In questa Festa dei Lavoratori c’è poco da festeggiare.

I dati ci dicono che, mettendo a confronto febbraio 2020 e 2021, in Italia ci sono circa 900mila occupati in meno. Inoltre, ad allarmare è la massiccia crescita, oltre che del tasso di disoccupazione, del numero degli inattivi, cioè di quelli che un lavoro non lo stanno nemmeno più cercando: sono 700mila in più.

Sia chiaro: a patire i devastanti effetti economici dell’oltre un anno di pandemia non è stata questa o quell’altra categoria specifica, ma tutti: uomini e donne, giovani o meno. C’è tuttavia chi è stato più colpito dall’emergenza sanitaria e – con scarsa sorpresa – si tratta proprio di chi già prima era lavorativamente svantaggiato: giovani e donne, appunto.

A dicembre 2020 l’Istat registrava una disoccupazione giovanile al 30%, in aumento dell’1,3% sul 2019: peggio di noi in Europa solo Grecia e Spagna. I giovani italiani, in generale, hanno pagato e pagheranno – oltre alle inevitabili conseguenze della pandemia – il preoccupante gap di competenze acquisite in età scolare (tra il 30 e il 50 per cento ha lacune gravi in matematica e lingue) e un tasso di laureati tra i più bassi in Europa (nel 2018 al 27,8% contro una media europea del 40,7%). Inevitabile conseguenza di tutto ciò è che l’Italia è il Paese dell’UE col numero più alto di NEET, cioè coloro che non lavorano ma non sono nemmeno iscritti ad alcun corso di studio o di formazione.

Per quanto riguarda le donne, la situazione non è certo migliore. Basti pensare che la percentuale di donne che ha perso il lavoro nel 2020 è stata doppia rispetto a quella degli uomini, con un gap nell’occupazione fra uomini e donne che era già enorme prima dell’emergenza sanitaria (17,8 punti percentuali a favore dei primi) e che è andato solo ad ampliarsi (oggi i punti sono 18,3). Ovunque si guardi nel mercato del lavoro ci si accorge che, se per tutti c’è una montagna da scalare, le donne devono farlo a piedi scalzi.
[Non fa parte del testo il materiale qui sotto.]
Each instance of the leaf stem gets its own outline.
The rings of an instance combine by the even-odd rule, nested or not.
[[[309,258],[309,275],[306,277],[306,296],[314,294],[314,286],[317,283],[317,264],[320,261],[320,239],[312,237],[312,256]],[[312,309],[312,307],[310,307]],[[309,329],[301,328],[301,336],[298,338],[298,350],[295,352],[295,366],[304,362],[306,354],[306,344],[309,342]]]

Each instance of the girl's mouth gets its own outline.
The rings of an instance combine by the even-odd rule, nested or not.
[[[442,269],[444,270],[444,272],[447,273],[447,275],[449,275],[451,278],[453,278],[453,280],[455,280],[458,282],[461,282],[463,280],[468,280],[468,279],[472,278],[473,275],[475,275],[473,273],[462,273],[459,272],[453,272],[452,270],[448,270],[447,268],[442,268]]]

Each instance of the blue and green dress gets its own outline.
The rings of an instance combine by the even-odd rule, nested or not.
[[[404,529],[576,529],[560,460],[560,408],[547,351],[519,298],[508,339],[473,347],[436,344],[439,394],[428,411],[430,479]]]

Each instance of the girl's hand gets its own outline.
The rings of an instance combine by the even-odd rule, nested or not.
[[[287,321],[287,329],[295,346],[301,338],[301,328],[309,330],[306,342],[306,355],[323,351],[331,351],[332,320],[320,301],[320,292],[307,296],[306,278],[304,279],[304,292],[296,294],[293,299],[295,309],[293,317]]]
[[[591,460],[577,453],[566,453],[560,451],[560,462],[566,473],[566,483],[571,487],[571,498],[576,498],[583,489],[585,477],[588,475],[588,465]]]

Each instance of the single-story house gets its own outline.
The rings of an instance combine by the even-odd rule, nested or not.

Ad indicarci la luce in fondo al tunnel e ad accompagnarci verso l’uscita potrebbero essere i fondi del PNRR presentato dal premier Draghi negli scorsi giorni, che per giovani e donne – oltre che per il mondo del lavoro in generale – potrebbe rappresentare un reale, attesissimo punto di svolta.

Dobbiamo far ripartire chi abbiamo lasciato indietro e costruire un Paese capace di affrontare le sfide che lo aspettano al varco. Una sfida titanica, alla quale tuttavia non possiamo e non dobbiamo sottrarci, tantomeno in un momento in cui, con i fondi europei, abbiamo in mano buona parte del nostro destino.